Residents reject KZN fracking exploration
Concern about environmental damage
BUSINESS owners, environmental activists, farmers and rural dwellers have resoundingly rejected a proposal to explore for oil and gas in the Drakensberg, fearing it could lead to environmentally hazardous fracking activity across swathes of prime land in KwaZulu-Natal and the Free State.
This is according to Rhino Oil and Gas Exploration South Africa’s findings during public hearings as recorded in a Scoping Report for its application to explore for oil and gas that was released for public comment on Friday. The public has until February11 to submit comments regarding the application.
Rhino Oil and Gas Exploration South Africa, a subsidiary of US-based Rhino Resources Ltd, lodged an application with the Petroleum Agency of South Africa for an exploration right to search for potential sub-surface oil and gas deposits including, oil, gas, condensate, coal bed methane, helium and biogenic gas, over approximately 6000 properties, last month.

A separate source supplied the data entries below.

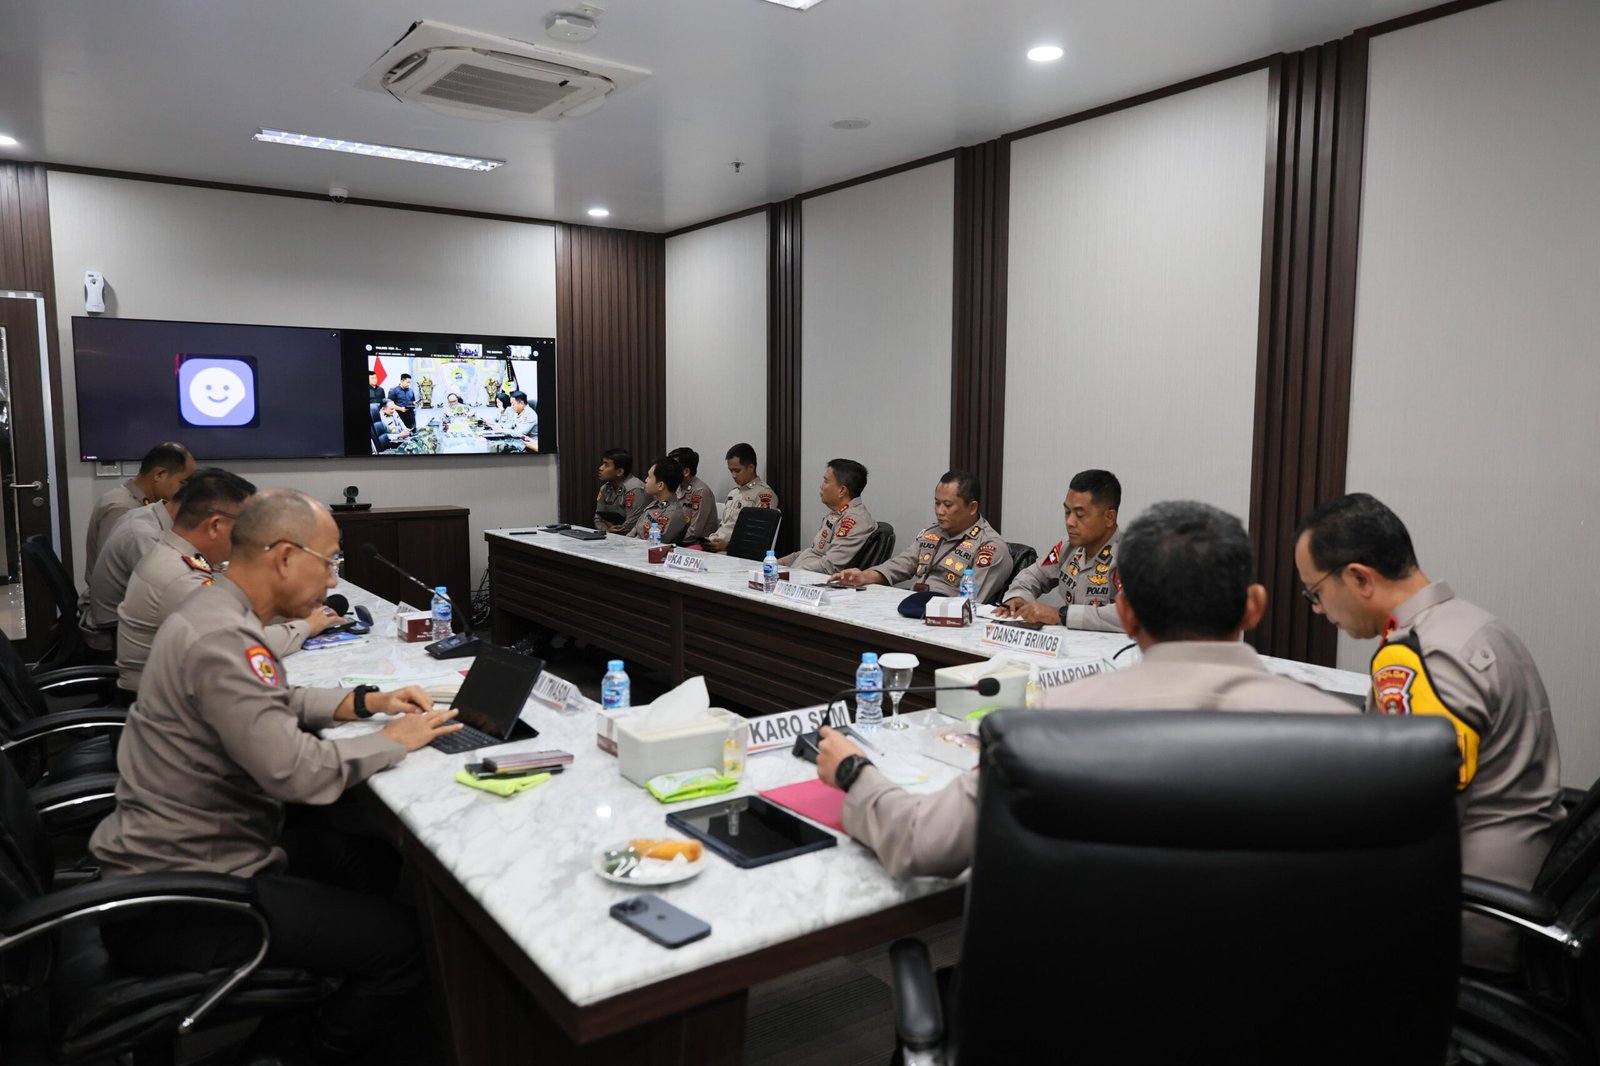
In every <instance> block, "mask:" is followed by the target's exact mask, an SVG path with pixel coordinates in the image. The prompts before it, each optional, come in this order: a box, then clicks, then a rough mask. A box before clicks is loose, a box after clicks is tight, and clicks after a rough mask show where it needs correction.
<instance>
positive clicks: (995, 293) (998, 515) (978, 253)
mask: <svg viewBox="0 0 1600 1066" xmlns="http://www.w3.org/2000/svg"><path fill="white" fill-rule="evenodd" d="M1010 208H1011V142H1010V141H1006V139H998V141H987V142H984V144H978V146H973V147H963V149H958V150H957V152H955V251H954V271H952V277H954V285H952V290H954V293H952V296H954V298H952V323H950V466H952V467H957V469H968V471H973V472H974V474H978V477H979V480H981V482H982V487H984V499H982V506H984V517H987V519H989V520H990V522H992V523H995V525H1000V514H1002V493H1003V490H1005V315H1006V254H1008V232H1010Z"/></svg>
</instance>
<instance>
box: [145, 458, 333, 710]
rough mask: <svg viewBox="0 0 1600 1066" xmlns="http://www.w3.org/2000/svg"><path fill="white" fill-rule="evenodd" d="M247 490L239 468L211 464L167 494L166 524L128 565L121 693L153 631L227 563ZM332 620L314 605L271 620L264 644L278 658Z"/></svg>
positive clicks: (231, 547)
mask: <svg viewBox="0 0 1600 1066" xmlns="http://www.w3.org/2000/svg"><path fill="white" fill-rule="evenodd" d="M254 493H256V487H254V485H251V483H250V482H246V480H245V479H243V477H240V475H238V474H232V472H229V471H224V469H221V467H214V466H213V467H202V469H198V471H195V472H194V474H192V475H190V479H189V482H187V483H186V485H184V487H182V490H181V491H179V493H178V496H174V503H176V504H178V515H176V517H174V519H173V528H171V530H168V531H166V533H163V535H162V538H160V539H158V541H157V543H155V544H154V546H152V547H150V551H147V552H146V554H144V559H141V560H139V565H138V567H134V570H133V576H131V578H128V592H126V595H123V597H122V605H120V607H118V608H117V683H118V685H120V687H122V690H123V696H125V698H131V696H133V695H134V693H136V691H138V690H139V675H141V674H142V672H144V663H146V661H147V659H149V656H150V643H152V642H154V640H155V631H157V629H160V627H162V623H163V621H166V616H168V615H171V613H173V611H174V610H178V605H179V603H182V602H184V600H186V599H189V595H190V594H192V592H194V591H195V589H198V587H202V586H206V584H213V583H214V573H216V571H214V570H213V567H222V565H226V563H227V562H229V557H230V555H232V552H234V541H232V531H234V520H235V519H237V517H238V509H240V507H242V506H243V504H245V503H246V501H248V499H250V498H251V496H253V495H254ZM336 619H338V616H336V615H333V613H331V611H330V610H328V608H325V607H317V608H315V610H314V611H312V613H310V615H307V616H306V618H298V619H294V621H282V623H274V624H270V626H267V627H266V632H267V650H270V651H272V655H275V656H278V658H283V656H285V655H290V653H291V651H296V650H299V647H301V645H302V643H306V639H307V637H314V635H317V634H318V632H322V631H323V629H326V627H328V626H330V624H333V623H334V621H336Z"/></svg>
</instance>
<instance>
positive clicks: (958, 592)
mask: <svg viewBox="0 0 1600 1066" xmlns="http://www.w3.org/2000/svg"><path fill="white" fill-rule="evenodd" d="M981 496H982V490H981V487H979V483H978V475H976V474H973V472H971V471H946V474H944V477H941V479H939V483H938V485H934V488H933V525H930V527H928V528H925V530H923V531H922V533H918V535H917V536H915V538H914V539H912V541H910V544H907V546H906V551H902V552H901V554H899V555H896V557H894V559H890V560H888V562H885V563H878V565H877V567H872V568H870V570H856V568H854V567H851V568H850V570H840V571H838V579H840V583H843V584H896V586H901V587H906V583H910V587H912V589H915V591H918V592H923V591H930V592H933V594H934V595H960V594H962V573H963V571H965V570H968V568H971V571H973V576H974V578H978V602H979V603H986V602H987V600H989V597H990V595H994V594H995V592H997V591H998V589H1000V587H1002V583H1003V581H1005V579H1006V576H1010V573H1011V549H1010V547H1006V543H1005V538H1002V536H1000V533H998V530H995V528H994V527H992V525H989V520H987V519H984V517H982V514H979V499H981Z"/></svg>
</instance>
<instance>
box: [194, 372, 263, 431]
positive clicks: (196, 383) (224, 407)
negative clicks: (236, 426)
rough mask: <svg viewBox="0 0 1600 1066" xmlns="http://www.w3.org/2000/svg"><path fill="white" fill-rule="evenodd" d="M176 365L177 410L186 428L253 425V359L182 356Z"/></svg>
mask: <svg viewBox="0 0 1600 1066" xmlns="http://www.w3.org/2000/svg"><path fill="white" fill-rule="evenodd" d="M181 359H182V362H181V363H179V365H178V411H179V415H182V419H184V421H186V423H187V424H190V426H254V424H256V360H253V359H250V357H222V355H184V357H181Z"/></svg>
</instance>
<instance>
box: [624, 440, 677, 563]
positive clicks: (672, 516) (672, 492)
mask: <svg viewBox="0 0 1600 1066" xmlns="http://www.w3.org/2000/svg"><path fill="white" fill-rule="evenodd" d="M682 485H683V467H682V466H678V461H677V459H674V458H670V456H661V458H659V459H656V461H654V463H651V464H650V472H648V474H646V475H645V491H646V493H648V495H650V499H651V504H650V506H648V507H645V515H643V517H642V519H640V520H638V527H635V528H634V533H632V536H635V538H638V539H642V541H643V539H648V538H650V528H651V527H654V528H658V530H661V543H662V544H682V543H683V538H686V536H688V531H690V514H688V509H686V507H685V504H683V496H682V495H680V493H678V488H680V487H682Z"/></svg>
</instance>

The exploration area includes just more than one million hectares of land extending from the Mooi River, Estcourt and Bergville areas up Van Reenen’s Pass to south of Memel in the Free State. It also extends west along the Lesotho border, past Phuthaditjhaba and Clarens and north-west beyond Bethlehem and Lindley.
According to the report “the proposed exploration work programme is restricted to desktop data review and the undertaking of an aerial survey. No stimulation, pressure testing, hydraulic fracturing or water abstraction is included in the proposed exploration work”.
Protected areas and residential properties had been excluded from the exploration right application area in terms of Section 48 of the Minerals and Petroleum Resources Development Act, the report noted. However, the list of affected properties includes farms and several hotels and resorts close to the protected Ukhahlamba Drakensberg Park.
The report says the firm received approximately 400 written comment submissions during the public participation process.
“The great majority of interested and affected parties are strongly opposed to all forms of oil and gas exploration, and to this application in particular. Overall, the public opposition makes for a very strong argument against the application and the process. It is evident that the primary driver of the opposition is concerns about future risks,” the report said.
The scoping report highlighted the main concerns being about the future risks to water, land, natural ecosystems and rural tourism economies that might arise from production if a resource is found. It also noted that the public had raised concerns about exploring for new hydrocarbon-based energy sources rather than developing renewable energy.
The report said the public had also expressed “concern that given the money involved, if any hydrocarbon resource is found, it will not be possible to stop production regardless of what the future Environmental Impact Assessment processes may indicate in terms of risk. Thus the only way to avoid such risks is to not open the door to such projects”.
However, the company responded to these concerns in the report saying that if any resources were found during exploration, a further application for extraction and production would have to be made, and this could be declined due to potential environmental risks.
Environmental justice organisation GroundWork campaign researcher Nevin Reddy said the NGO was opposed to the application .
“We cannot allow this to go ahead because exploration at this phase is with the intention to begin fracking. Every community we are working with in KwaZulu-Natal and in other parts of South Africa are totally against this,” Reddy said.
Janse Rabie, the head of natural resources at Agri SA, a federation of agricultural organisations representing 29000 farmers, said the organisation was investigating the matter.
“We are not sure about shale gas development and where the water is coming from and what is going to be done about dirty/contaminated water. The problem is that once an exploration right is granted, there is an automatic entitlement to (apply for and) be granted a production right,” he said.
A copy of the report can be downloaded at https://slrconsulting.com/za/slr-documents
We cannot allow this as exploration at this stage is with the intention to begin fracking.